Por coincidência, a última edição de The Economist publica um editorial sobre o ensino público inglês. Esse sistema nem sequer era centralizado: as escolas dependiam apenas do poder municipal. Mesmo assim, há cerca de dez anos, o Governo trabalhista de Tony Blair iniciou uma reforma ambiciosa: as escolas públicas poderiam voluntariamente requerer total autonomia, incluindo face ao poder local.
O actual Governo conservador-liberal manteve a reforma do trabalhista Tony Blair. Gradualmente, mais escolas adquiriram total controlo sobre o seu programa educativo, a contratação de professores e funcionários, bem como o seu próprio orçamento. Dois terços das escolas públicas inglesas, cerca de quatro mil, detém agora o estatuto de “academias”, ou escolas públicas autónomas.
Os resultados obtidos pelos alunos das academias têm melhorado mais rapidamente do que os das escolas que permanecem na esfera do controlo político. Nalguns casos, citados por The Economist, os resultados são mesmo espetaculares: escolas com taxas de sucesso de 3% em 2006 registam agora, como academias, taxas de sucesso de 79%. Curiosamente, os sindicatos ingleses continuam a ser fervorosamente contra o novo sistema de autonomia das escolas.

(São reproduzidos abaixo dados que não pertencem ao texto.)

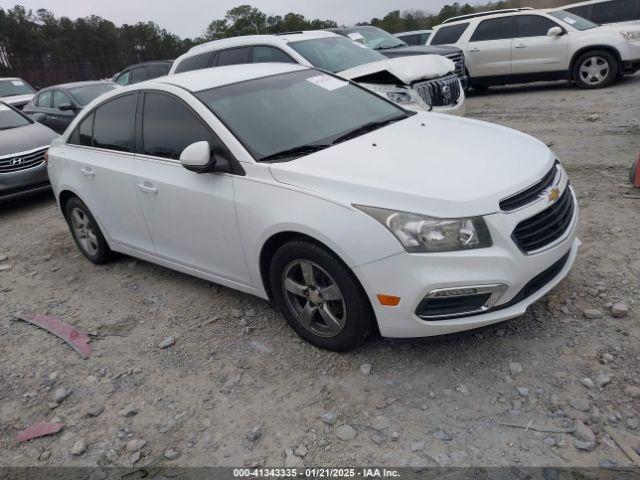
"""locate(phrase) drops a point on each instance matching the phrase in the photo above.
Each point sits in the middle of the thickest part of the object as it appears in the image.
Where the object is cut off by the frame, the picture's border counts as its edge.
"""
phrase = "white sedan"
(351, 213)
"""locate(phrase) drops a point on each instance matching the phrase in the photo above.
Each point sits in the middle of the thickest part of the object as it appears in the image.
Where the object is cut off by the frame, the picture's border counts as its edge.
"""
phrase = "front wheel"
(595, 69)
(319, 296)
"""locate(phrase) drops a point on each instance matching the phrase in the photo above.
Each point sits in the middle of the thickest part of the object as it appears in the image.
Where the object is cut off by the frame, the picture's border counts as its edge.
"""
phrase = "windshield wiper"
(295, 152)
(366, 128)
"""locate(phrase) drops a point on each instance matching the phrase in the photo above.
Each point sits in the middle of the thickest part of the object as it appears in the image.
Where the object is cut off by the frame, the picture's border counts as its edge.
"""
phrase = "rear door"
(489, 48)
(191, 216)
(534, 51)
(103, 169)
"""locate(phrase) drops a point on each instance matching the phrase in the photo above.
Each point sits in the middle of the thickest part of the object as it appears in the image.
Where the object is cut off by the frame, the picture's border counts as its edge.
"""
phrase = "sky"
(189, 18)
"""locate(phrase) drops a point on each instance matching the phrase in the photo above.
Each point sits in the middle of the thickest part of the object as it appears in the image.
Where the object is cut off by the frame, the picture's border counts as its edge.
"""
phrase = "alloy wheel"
(594, 70)
(84, 231)
(314, 298)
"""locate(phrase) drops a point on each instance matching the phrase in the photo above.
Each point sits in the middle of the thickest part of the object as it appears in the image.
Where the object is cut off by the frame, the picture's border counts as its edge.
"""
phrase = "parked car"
(23, 144)
(524, 45)
(345, 209)
(607, 11)
(416, 37)
(425, 82)
(15, 91)
(57, 106)
(142, 71)
(390, 46)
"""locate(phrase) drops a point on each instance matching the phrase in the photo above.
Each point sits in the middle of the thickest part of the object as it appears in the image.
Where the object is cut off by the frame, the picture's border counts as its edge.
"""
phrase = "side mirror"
(197, 157)
(555, 32)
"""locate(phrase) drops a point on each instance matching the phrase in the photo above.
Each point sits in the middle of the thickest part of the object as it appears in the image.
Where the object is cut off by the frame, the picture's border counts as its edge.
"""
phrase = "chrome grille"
(22, 161)
(442, 92)
(458, 59)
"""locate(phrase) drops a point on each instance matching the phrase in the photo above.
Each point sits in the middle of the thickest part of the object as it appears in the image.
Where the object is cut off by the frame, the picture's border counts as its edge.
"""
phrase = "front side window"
(196, 62)
(533, 26)
(494, 29)
(299, 110)
(113, 124)
(615, 11)
(335, 54)
(87, 94)
(265, 54)
(44, 99)
(11, 88)
(60, 98)
(449, 35)
(575, 21)
(169, 126)
(9, 118)
(233, 56)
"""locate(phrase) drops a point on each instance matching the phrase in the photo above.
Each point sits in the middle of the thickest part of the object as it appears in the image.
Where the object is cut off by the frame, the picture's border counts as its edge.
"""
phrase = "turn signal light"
(388, 300)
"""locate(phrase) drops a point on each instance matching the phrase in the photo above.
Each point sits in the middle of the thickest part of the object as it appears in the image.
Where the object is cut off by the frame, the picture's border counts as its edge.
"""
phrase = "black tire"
(102, 253)
(354, 305)
(587, 60)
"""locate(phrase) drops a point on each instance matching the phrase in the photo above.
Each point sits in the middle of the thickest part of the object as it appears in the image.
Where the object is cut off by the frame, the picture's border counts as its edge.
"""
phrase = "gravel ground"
(238, 387)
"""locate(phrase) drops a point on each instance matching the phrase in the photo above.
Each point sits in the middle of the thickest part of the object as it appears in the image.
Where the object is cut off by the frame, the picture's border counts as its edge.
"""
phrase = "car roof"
(69, 86)
(246, 40)
(205, 79)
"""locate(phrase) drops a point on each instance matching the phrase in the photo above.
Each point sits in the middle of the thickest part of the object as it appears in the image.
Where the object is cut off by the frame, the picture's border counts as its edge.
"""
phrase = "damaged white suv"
(419, 83)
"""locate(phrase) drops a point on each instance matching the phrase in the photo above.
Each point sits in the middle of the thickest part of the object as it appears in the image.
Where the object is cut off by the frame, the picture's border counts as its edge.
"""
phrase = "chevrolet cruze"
(350, 213)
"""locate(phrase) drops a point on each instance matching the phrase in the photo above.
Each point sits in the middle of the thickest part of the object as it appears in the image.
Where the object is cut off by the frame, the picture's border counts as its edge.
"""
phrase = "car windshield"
(336, 54)
(9, 88)
(374, 37)
(86, 94)
(289, 115)
(9, 118)
(575, 21)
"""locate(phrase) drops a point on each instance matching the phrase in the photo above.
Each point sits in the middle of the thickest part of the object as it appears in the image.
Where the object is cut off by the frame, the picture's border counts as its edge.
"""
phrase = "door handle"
(147, 187)
(87, 172)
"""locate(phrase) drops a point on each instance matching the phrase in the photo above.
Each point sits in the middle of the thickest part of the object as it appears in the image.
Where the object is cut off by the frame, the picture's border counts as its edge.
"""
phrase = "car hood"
(429, 163)
(419, 50)
(23, 139)
(17, 99)
(405, 69)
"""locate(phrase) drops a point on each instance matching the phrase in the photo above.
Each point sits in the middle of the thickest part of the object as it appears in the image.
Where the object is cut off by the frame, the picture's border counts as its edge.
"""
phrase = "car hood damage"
(413, 165)
(405, 70)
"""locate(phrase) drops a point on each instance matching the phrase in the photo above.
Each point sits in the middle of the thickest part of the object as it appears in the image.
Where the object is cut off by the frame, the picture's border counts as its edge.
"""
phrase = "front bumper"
(413, 276)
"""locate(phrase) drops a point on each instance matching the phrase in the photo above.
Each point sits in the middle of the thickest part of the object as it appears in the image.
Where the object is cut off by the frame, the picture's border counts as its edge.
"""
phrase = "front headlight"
(633, 36)
(421, 233)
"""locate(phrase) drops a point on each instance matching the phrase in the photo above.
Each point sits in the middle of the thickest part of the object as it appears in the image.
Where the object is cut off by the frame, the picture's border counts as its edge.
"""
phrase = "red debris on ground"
(39, 429)
(76, 339)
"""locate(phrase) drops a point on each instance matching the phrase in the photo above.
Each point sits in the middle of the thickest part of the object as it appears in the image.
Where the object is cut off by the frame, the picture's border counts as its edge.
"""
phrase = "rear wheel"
(319, 296)
(86, 233)
(595, 69)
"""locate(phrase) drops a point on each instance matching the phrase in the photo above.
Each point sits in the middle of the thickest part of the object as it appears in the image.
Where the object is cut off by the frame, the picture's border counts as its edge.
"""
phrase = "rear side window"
(169, 126)
(494, 29)
(233, 56)
(533, 26)
(113, 124)
(615, 11)
(447, 35)
(44, 99)
(196, 62)
(264, 54)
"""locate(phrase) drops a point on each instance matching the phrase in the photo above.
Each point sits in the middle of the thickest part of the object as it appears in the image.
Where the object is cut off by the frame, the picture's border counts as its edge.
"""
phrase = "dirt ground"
(238, 387)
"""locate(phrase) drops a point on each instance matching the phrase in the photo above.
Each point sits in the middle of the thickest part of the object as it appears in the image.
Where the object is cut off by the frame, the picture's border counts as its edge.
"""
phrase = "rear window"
(494, 29)
(448, 35)
(9, 118)
(196, 62)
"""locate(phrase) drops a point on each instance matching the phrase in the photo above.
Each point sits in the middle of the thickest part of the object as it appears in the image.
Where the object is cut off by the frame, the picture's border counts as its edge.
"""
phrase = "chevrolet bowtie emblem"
(554, 194)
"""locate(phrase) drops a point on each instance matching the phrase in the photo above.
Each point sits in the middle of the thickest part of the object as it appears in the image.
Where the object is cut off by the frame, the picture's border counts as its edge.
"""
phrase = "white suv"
(419, 83)
(524, 45)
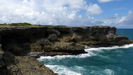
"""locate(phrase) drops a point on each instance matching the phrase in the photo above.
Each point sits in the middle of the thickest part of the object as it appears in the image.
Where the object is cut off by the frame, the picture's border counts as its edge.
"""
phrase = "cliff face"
(58, 40)
(17, 42)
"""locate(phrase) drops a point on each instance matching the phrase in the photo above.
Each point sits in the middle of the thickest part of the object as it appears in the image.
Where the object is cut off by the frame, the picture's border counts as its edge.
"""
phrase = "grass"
(28, 25)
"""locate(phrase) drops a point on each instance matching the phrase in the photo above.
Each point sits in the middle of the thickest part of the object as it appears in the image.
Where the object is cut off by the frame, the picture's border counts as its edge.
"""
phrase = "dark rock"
(52, 37)
(53, 31)
(24, 65)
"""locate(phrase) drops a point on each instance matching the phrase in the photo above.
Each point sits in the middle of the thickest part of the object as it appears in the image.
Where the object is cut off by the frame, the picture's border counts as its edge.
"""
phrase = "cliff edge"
(58, 40)
(17, 44)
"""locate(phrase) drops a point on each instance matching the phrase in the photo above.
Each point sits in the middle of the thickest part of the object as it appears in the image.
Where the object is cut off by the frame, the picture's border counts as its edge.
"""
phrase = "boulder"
(52, 37)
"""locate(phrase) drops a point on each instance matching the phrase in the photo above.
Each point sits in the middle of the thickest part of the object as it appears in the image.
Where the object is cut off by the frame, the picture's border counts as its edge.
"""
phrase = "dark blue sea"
(98, 61)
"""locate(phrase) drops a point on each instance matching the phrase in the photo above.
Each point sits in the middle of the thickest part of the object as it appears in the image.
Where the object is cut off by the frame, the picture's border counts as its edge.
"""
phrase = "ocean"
(116, 60)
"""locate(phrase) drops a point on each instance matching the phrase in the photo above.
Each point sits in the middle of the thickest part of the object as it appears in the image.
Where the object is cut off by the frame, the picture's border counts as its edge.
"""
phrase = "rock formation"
(18, 42)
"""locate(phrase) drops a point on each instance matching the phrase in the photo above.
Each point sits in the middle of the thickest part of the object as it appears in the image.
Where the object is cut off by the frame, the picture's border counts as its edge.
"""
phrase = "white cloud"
(56, 12)
(120, 21)
(103, 1)
(94, 9)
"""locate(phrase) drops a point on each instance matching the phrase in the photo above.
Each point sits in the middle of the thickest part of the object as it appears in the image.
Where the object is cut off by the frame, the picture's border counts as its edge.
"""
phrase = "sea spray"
(97, 61)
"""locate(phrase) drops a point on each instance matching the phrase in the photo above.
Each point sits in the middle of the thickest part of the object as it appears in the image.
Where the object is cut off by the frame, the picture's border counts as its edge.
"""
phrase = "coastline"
(17, 42)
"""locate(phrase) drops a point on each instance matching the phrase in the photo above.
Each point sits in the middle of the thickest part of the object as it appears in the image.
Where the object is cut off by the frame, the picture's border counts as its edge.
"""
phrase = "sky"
(118, 13)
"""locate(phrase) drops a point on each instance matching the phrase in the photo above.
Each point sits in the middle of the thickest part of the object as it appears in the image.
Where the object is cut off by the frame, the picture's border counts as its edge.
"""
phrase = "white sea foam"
(109, 72)
(89, 54)
(62, 70)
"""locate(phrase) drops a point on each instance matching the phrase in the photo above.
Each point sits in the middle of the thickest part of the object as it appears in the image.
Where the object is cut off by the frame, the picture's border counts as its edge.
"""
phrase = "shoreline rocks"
(17, 42)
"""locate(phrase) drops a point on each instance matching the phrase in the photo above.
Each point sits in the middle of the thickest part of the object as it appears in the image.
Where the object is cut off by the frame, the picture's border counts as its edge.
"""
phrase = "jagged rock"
(53, 31)
(24, 65)
(52, 37)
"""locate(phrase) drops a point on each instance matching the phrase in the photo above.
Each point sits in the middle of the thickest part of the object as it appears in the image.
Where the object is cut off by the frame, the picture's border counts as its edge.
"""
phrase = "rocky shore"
(18, 44)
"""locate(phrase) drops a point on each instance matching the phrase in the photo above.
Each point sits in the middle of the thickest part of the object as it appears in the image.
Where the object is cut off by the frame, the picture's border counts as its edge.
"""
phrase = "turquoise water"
(98, 61)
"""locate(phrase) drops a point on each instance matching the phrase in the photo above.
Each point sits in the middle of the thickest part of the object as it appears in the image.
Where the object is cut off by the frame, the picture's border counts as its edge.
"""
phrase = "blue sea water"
(98, 61)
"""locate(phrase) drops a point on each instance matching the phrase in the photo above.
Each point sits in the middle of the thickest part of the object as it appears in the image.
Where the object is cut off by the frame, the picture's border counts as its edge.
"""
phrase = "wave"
(89, 54)
(62, 70)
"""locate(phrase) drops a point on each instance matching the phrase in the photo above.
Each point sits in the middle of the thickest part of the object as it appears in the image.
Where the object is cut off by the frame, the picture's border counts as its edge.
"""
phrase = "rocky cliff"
(58, 40)
(18, 42)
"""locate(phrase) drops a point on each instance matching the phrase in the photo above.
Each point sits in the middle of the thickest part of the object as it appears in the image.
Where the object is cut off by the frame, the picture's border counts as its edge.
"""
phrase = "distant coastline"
(19, 39)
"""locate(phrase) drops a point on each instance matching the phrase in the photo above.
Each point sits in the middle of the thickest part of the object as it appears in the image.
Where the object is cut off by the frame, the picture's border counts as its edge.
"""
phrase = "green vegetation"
(28, 24)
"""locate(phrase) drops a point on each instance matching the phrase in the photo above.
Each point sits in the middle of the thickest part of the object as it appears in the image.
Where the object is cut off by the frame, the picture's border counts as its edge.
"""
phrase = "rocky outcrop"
(22, 65)
(17, 44)
(62, 40)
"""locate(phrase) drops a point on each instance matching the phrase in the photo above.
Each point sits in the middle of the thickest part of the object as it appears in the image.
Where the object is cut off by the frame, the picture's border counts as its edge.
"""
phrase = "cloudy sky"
(118, 13)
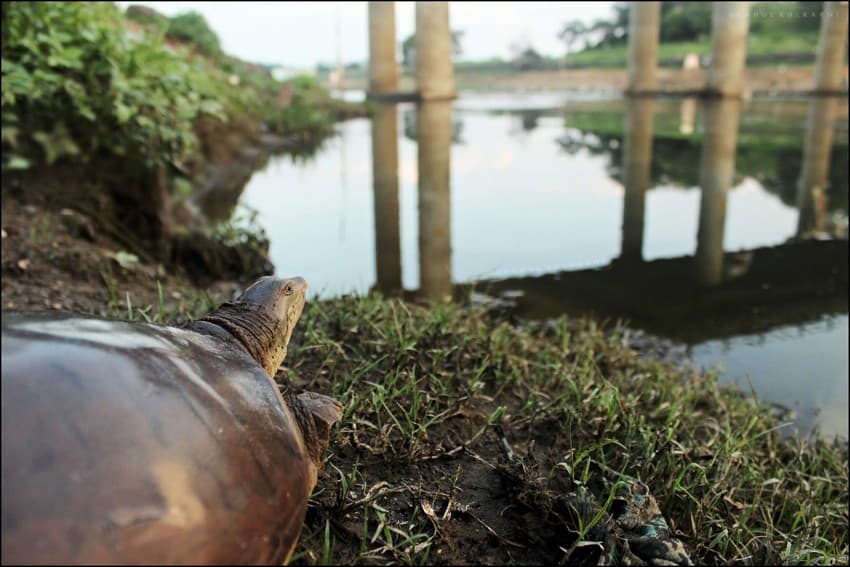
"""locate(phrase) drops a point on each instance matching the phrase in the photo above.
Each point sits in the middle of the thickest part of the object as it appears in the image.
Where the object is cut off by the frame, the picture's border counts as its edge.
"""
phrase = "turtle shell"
(135, 443)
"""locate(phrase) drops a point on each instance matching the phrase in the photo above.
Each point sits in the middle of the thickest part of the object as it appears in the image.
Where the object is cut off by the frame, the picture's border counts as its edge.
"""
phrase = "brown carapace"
(136, 443)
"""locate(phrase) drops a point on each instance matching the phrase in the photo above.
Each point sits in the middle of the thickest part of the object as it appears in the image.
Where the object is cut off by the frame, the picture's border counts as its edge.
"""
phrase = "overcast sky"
(304, 33)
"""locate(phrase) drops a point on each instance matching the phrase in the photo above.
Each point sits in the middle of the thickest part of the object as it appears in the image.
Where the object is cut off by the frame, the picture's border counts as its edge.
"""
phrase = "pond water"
(719, 225)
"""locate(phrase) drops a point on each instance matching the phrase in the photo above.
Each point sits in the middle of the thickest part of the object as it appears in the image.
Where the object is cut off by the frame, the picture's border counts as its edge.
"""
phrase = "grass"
(757, 44)
(432, 394)
(463, 432)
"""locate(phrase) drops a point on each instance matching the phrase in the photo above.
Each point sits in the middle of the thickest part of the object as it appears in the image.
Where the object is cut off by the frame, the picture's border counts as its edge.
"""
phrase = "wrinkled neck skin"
(264, 337)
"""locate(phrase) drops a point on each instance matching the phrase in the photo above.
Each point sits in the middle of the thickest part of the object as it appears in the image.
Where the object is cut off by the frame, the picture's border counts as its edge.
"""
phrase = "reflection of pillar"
(385, 186)
(817, 149)
(832, 46)
(729, 24)
(644, 20)
(716, 171)
(434, 71)
(687, 114)
(434, 127)
(637, 156)
(383, 68)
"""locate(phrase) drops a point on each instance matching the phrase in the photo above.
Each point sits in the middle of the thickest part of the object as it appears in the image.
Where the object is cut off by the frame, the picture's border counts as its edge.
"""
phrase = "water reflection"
(385, 186)
(434, 127)
(687, 115)
(637, 159)
(817, 150)
(680, 216)
(717, 168)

Parece relativamente compreensível que um sistema descentralizado e concorrencial funcione menos mal do que um sistema centralizado ou dependente de decisões políticas. Foi por isso que o modelo soviético faliu: porque assentava num modelo de decisão centralizado, em que os decisores locais não eram livres de tomar as suas próprias decisões — nem eram responsáveis pelos resultados das decisões que (não) tomavam.
Voltando ao caso português, o grande mistério não reside na repetição de problemas na colocação central dos professores. O enorme mistério reside em saber por que motivo toda a gente protesta contra esses problemas — e quase ninguém protesta contra um sistema absurdo de colocação central de professores.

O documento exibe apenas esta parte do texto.